WSD receives $4.9 million grant


The Wahkiakum School District Board of Directors met last Tuesday, with some candidates for the coming election listening in the audience.

Directors heard an overview of the special education program, the German Club members gave a rundown of their recent trip to Germany and the Mecha Mules talked about this year’s experience at the International SeaPerch Challenge.

Superintendent Brent Freeman said that the district was awarded a two grants, including $395,000 that will pay to have the second phase of their security system completed. He hopes to have that work done this summer. The second was a $4.9 million grant that will be used to fix the core part of the electrical system at the high school, complete some roof and HVAC work, and make some improvements in the AG shop.

It will not happen overnight. Money for planning how to use the larger grant won’t be released till July.

“We have about $80 million worth of need,” Freeman said. “We’re not cutting off even 10 percent. I don’t believe we would have gotten any of this if we didn’t have the lawsuit out there.”

He said that Washington State legislators increased the amount available for the Small Rural Modernization Grants. Before, he said, there was only about $18.1 million available total to schools across the state which had about $300 million worth of need, but now there is $100 million available.

“They are patting themselves on the back as if they are being very generous when they are only servicing about a third of it,” Freeman said, adding that each grant is capped at $5 million.

Meanwhile costs to do work continues to rise. Citing Almira, which recently rebuilt their school after a fire, Freeman said it cost about $700 per square foot.

“The longer I wait, the more it goes up, the less work we get done,” Freeman said.

Meanwhile the district has been dealing with ongoing IT issues because of the way the system has to be set up in old facilities, in rooms that weren’t built to house such equipment or electrical and HVAC systems that aren’t able to keep them cool.

“We’ve done online testing here at the high school, but we decided to go pencil and paper because it was so unstable at the grade school,” Freeman said.

While students seemed to enjoy going old school, Principal Stephanie Leitz pointed out that taking the test online is much more adaptive.

A new facility use agreement was approved by the board. Employees and volunteers have access to the facilities, and if the facilities are being used for the kids, there is no charge, Freeman said. Other members in the community have used the facilities in the past as well, but the keys were hard to track and when problems arose, including doors being left open, lights being left on, and damage to property, it was hard to know who was responsible.

The new security system puts an end to all that. Community members who want access will have to put down a $200 deposit for an electronic key that will track their use.

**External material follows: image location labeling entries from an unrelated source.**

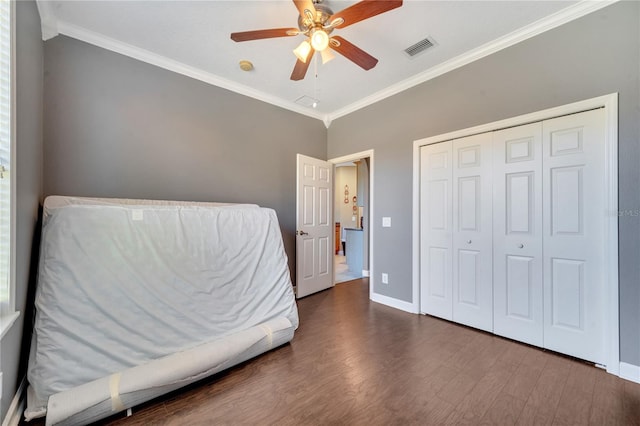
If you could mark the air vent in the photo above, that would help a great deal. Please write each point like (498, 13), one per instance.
(419, 47)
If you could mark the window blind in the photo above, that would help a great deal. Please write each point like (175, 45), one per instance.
(5, 154)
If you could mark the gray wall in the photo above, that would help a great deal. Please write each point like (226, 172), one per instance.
(29, 59)
(593, 56)
(118, 127)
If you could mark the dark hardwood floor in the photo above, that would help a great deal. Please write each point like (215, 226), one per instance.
(355, 362)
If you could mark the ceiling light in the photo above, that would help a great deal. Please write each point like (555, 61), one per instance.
(302, 51)
(319, 39)
(327, 55)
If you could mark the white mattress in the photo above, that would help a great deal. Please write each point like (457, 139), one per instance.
(124, 285)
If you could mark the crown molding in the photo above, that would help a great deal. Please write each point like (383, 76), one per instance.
(51, 27)
(149, 57)
(575, 11)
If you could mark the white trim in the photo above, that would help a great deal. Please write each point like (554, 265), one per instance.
(547, 23)
(6, 322)
(630, 372)
(359, 156)
(149, 57)
(48, 19)
(610, 103)
(14, 413)
(394, 303)
(51, 27)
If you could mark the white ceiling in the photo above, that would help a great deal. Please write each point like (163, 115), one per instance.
(192, 38)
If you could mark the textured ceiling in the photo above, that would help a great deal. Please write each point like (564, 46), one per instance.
(192, 37)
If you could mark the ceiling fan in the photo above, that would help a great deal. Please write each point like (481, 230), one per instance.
(317, 21)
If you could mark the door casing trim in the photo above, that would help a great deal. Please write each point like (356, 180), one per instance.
(610, 105)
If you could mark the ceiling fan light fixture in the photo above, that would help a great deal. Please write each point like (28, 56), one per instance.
(319, 39)
(327, 55)
(302, 51)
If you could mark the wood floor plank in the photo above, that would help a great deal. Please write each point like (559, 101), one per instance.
(505, 410)
(355, 362)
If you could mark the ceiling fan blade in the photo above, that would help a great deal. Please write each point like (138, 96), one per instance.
(353, 53)
(303, 5)
(363, 10)
(300, 69)
(260, 34)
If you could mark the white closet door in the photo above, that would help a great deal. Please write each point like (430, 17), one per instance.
(517, 233)
(436, 229)
(574, 212)
(472, 236)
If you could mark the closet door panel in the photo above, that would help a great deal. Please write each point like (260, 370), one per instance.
(472, 225)
(574, 218)
(517, 233)
(436, 223)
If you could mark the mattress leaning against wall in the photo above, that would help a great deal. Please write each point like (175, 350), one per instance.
(137, 298)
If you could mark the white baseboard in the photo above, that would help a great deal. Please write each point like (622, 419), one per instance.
(630, 372)
(14, 414)
(394, 303)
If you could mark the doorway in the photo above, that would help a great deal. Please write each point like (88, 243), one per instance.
(352, 209)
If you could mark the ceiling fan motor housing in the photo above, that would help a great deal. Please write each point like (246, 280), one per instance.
(321, 17)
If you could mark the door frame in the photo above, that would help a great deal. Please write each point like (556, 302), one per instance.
(353, 157)
(610, 105)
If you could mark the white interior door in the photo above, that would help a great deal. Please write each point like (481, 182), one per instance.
(315, 229)
(517, 233)
(436, 222)
(472, 236)
(574, 218)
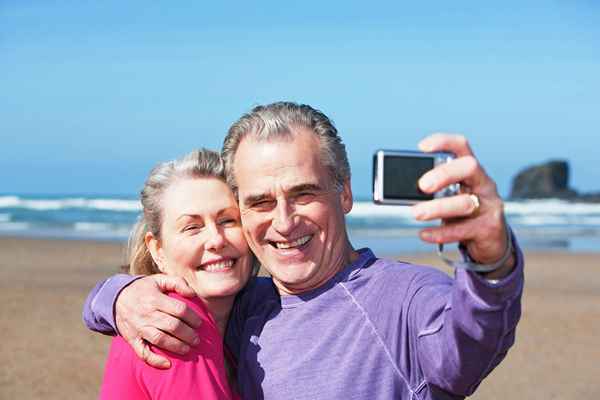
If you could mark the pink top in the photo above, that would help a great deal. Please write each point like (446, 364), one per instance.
(200, 374)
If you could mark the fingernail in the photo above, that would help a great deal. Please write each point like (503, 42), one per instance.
(417, 213)
(426, 182)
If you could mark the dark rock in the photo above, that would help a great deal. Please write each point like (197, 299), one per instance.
(548, 180)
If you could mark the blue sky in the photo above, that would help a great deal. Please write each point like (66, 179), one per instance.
(92, 94)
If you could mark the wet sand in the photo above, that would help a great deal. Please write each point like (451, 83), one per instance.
(49, 354)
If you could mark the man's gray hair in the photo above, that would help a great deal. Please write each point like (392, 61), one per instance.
(267, 122)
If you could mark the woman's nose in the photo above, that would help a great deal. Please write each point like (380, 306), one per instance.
(216, 240)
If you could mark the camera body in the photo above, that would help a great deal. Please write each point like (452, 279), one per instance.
(396, 174)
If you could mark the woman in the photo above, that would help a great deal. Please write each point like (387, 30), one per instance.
(190, 228)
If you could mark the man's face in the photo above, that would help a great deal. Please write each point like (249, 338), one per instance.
(292, 216)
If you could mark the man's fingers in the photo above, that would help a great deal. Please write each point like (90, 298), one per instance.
(164, 341)
(142, 349)
(179, 310)
(457, 144)
(464, 169)
(174, 284)
(451, 232)
(448, 207)
(176, 327)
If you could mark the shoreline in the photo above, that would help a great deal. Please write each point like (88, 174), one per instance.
(50, 353)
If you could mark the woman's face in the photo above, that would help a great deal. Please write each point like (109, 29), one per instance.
(201, 237)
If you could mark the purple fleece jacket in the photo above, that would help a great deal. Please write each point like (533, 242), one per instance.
(379, 329)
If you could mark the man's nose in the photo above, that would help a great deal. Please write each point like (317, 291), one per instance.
(216, 240)
(283, 220)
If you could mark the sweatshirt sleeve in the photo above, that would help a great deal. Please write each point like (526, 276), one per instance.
(98, 309)
(464, 327)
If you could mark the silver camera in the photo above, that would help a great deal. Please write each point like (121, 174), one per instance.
(396, 174)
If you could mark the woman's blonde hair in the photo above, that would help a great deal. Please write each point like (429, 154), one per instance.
(200, 163)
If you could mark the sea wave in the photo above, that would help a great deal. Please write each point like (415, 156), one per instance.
(104, 204)
(14, 226)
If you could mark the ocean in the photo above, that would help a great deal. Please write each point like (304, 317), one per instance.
(388, 230)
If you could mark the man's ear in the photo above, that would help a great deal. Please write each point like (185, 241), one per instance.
(346, 197)
(154, 245)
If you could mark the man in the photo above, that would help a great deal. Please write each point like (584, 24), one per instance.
(336, 322)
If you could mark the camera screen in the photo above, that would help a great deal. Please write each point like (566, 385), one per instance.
(401, 174)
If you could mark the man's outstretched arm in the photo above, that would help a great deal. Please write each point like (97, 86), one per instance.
(142, 314)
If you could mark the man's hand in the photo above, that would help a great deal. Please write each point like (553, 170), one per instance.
(482, 230)
(145, 315)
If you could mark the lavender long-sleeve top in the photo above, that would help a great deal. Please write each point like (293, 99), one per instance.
(379, 329)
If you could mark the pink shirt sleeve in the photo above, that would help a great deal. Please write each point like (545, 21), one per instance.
(200, 374)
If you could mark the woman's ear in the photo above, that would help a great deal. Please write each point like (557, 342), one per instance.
(154, 245)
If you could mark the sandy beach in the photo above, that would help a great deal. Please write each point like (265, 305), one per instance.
(49, 354)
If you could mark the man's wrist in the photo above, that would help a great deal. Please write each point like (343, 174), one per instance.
(128, 283)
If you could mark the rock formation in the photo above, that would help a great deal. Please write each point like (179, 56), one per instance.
(548, 180)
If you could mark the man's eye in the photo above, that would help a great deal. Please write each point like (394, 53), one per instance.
(305, 197)
(262, 205)
(228, 222)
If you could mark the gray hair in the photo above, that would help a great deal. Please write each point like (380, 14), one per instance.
(274, 120)
(201, 163)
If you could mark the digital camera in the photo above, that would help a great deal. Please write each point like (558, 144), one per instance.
(396, 174)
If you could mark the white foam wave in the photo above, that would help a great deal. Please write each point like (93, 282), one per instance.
(14, 226)
(91, 226)
(551, 206)
(531, 207)
(363, 209)
(75, 202)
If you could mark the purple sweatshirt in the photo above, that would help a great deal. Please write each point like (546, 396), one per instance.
(379, 329)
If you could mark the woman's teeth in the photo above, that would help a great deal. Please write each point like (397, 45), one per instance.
(218, 266)
(296, 243)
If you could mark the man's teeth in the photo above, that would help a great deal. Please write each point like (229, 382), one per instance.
(295, 243)
(219, 266)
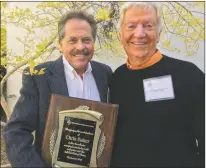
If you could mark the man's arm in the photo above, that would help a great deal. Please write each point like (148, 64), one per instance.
(200, 114)
(18, 131)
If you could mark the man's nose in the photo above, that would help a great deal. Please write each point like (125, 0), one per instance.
(80, 45)
(139, 31)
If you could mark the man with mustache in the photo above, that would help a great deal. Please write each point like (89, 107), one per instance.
(73, 74)
(161, 100)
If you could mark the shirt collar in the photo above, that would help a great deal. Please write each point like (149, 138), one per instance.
(154, 59)
(69, 68)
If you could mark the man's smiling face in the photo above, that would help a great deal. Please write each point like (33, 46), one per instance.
(139, 33)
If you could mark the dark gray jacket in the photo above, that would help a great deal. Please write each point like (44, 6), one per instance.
(30, 111)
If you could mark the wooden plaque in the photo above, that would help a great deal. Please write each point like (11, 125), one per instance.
(79, 132)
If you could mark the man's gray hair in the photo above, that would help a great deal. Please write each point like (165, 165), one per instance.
(82, 15)
(142, 5)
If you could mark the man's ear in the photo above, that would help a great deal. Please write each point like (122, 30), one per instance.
(60, 46)
(158, 36)
(119, 36)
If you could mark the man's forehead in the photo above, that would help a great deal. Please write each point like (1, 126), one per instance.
(148, 13)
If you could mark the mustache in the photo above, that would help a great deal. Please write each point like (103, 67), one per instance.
(84, 52)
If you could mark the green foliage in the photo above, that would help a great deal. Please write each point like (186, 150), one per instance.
(179, 19)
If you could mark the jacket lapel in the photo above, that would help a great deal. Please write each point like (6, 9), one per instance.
(56, 79)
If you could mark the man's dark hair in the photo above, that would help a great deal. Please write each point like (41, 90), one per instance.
(76, 15)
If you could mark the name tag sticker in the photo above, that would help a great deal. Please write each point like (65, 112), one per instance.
(159, 88)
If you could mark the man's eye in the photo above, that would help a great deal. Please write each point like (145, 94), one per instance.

If they fail to follow the rules, or are responsible for any damage, they will forfeit their deposit and lose access to the buildings.

The board considered what to do for their summer workshop in mid-July, including who they should approach as guest speakers, and whether to take a potential field trip to another school with a Career and Technical Education program or visit a new skills center in Vancouver.

Freeman said the surface on the high school track was in poor shape, and they had received an estimate of $300,000 just to refinish it.

They can’t afford it, he said, and it may require another grant application.

“We couldn’t host a home track meet this year,” he said.

Business Manager Sue Ellyson said that the audit for the district was starting to wrap up and auditors were beginning to write up their recommendations.

She also reported that the budget was almost on track for the year. Freeman interjected that they still may need to do a budget extension in the future.

Some of their expenditures include legal expenses at $127,000, and some desktops and laptops for which the district will be reimbursed.

Freeman talked about enrollment. The district is losing one of their larger classes this year, with 44 seniors graduating soon. One potential headcount for the incoming kindergarten class is 24, so concerns about enrollment and how it will affect the budget continue.

Director Paula Culbertson had questions about a couple items in the budget and took issue with the “archaic” accounting system that the school districts use across the state.

“There is no way in this system to do real time,” Culbertson said. “I think to try to be a transparent organization, a government organization, this needs to change. Our accounting systems need to change and be brought up to date and it’s not just our school district. It’s everyone in the state.”

The board accepted resignations from teachers Mike Thomas and Jeff Rooklidge, and from paraeducator Jami Rainey. Rooklidge also resign from his position as assistant baseball coach. Eric Hansen resigned as the middle school head boys basketball coach. Marc Niemeyer resigned as the middle school boy’s assistant coach. He and Tiffany Niemeyer will act as assistant coaches for the high school boys basketball team next year.